Thanks for the reminder! I am so thankful for all the choices I do not need to make in my life! And that I was able to make the ones I wanted so long ago and life is working out...
After a shocking discovery of a whole bunch of toys stowed away broken in the boys' play area early last summer, we prepared P and B for a light Christmas. And we actually stuck with it. I was tempted in the last week before Christmas to add to what we had, but M was adamant that we stick with our plan. We got only 1 or 2 things (plus they got a few gifts from grandparents etc, but there aren't a lot of aunts/uncles/etc in our family, so it was minimal). Christmas morning was so controlled and calm, I couldn't believe the change. Also, P and B actually paid close attention to each and every thing they received, and nothing felt/feels unvalued. It is a nice change. We will be keeping it small from now on. P and B seem no worse for wear with not having gotten many material things!
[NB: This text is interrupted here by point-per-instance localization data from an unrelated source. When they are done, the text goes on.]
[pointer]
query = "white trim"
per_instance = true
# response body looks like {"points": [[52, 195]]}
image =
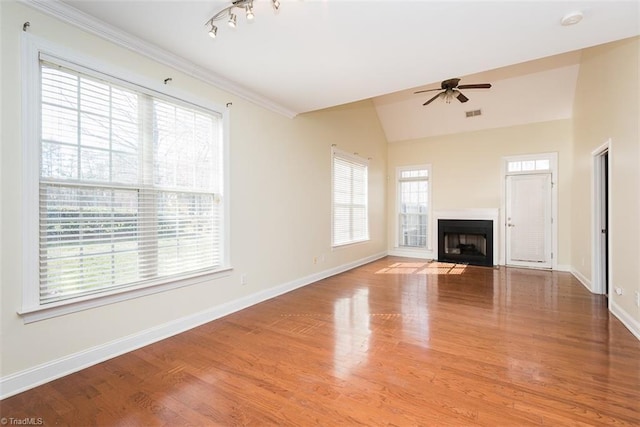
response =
{"points": [[473, 214], [581, 278], [596, 217], [555, 178], [71, 15], [24, 380], [629, 322]]}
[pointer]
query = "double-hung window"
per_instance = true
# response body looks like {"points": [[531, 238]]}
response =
{"points": [[130, 187], [413, 206], [350, 202]]}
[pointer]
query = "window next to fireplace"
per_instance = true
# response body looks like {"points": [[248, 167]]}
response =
{"points": [[465, 241]]}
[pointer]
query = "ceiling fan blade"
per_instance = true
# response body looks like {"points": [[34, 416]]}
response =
{"points": [[461, 97], [426, 90], [432, 99], [476, 86]]}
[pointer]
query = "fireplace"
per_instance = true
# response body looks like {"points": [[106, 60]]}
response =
{"points": [[466, 241]]}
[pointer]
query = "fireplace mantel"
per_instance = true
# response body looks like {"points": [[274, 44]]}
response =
{"points": [[486, 214]]}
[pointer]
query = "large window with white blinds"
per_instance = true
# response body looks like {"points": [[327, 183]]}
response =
{"points": [[131, 190], [350, 198]]}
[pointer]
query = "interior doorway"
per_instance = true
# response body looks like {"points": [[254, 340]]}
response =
{"points": [[601, 201]]}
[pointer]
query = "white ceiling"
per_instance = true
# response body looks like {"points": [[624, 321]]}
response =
{"points": [[317, 54]]}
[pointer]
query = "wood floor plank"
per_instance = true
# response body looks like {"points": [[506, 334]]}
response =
{"points": [[394, 342]]}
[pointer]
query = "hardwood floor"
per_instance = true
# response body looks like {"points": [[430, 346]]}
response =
{"points": [[395, 342]]}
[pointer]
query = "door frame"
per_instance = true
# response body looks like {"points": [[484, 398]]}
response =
{"points": [[598, 280], [553, 169]]}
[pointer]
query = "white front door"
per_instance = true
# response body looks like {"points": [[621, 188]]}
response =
{"points": [[528, 226]]}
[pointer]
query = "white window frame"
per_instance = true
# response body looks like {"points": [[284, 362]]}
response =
{"points": [[32, 310], [429, 239], [335, 152]]}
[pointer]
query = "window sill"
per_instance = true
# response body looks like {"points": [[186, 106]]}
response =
{"points": [[344, 245], [61, 308]]}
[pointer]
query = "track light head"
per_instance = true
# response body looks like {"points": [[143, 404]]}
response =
{"points": [[228, 14], [233, 20]]}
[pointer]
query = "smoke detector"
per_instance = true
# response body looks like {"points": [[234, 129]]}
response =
{"points": [[572, 18]]}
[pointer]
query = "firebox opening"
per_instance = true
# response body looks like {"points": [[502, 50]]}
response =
{"points": [[465, 241]]}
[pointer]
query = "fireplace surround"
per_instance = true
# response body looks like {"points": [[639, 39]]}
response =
{"points": [[466, 241], [488, 232]]}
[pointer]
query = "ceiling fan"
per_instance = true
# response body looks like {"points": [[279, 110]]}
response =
{"points": [[450, 90]]}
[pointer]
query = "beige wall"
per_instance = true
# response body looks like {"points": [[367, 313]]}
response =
{"points": [[466, 169], [606, 107], [280, 202]]}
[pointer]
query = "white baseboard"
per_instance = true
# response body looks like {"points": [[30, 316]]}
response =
{"points": [[585, 282], [632, 324], [21, 381], [411, 253]]}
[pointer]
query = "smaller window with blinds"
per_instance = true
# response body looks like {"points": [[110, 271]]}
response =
{"points": [[350, 216], [413, 206], [130, 186]]}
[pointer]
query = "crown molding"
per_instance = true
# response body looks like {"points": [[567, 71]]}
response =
{"points": [[73, 16]]}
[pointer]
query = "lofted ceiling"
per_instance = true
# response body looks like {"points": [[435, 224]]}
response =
{"points": [[315, 54]]}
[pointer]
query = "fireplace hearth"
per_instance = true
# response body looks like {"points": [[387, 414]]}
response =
{"points": [[466, 241]]}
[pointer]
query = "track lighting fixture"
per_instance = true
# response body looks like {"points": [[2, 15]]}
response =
{"points": [[213, 31], [228, 14]]}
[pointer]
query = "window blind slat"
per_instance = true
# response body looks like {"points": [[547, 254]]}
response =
{"points": [[350, 217], [130, 187]]}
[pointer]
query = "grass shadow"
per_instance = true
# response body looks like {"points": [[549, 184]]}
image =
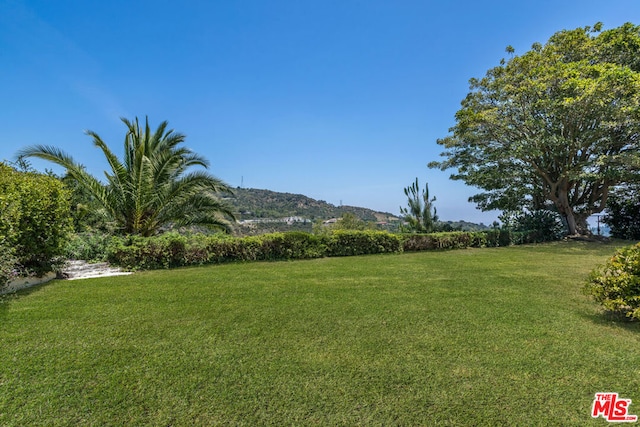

Thanks for a great post! We could all do without a lot of stuff! It makes me think of the shoeboxes that we made for the orphans overseas. A little means so much!
Had to add something I "borrowed" from someone else's blog--we went with this philosophy this year--each child got "something they want, something they need, something to wear and something to read" When they made their wish lists we divided the paper into four equal parts to do the lists. I couldn't believe how many good conversations this in itself generated about "want' vs "need". I also felt like because we really stuck to this 4 gift theory we didn't do any of the last minute "oh let's get this" "oh now we need to get the other sister that because she got this". Each child sat with their four presents at Christmas and it was a nice, calm grateful Christmas. I highly recommend it!!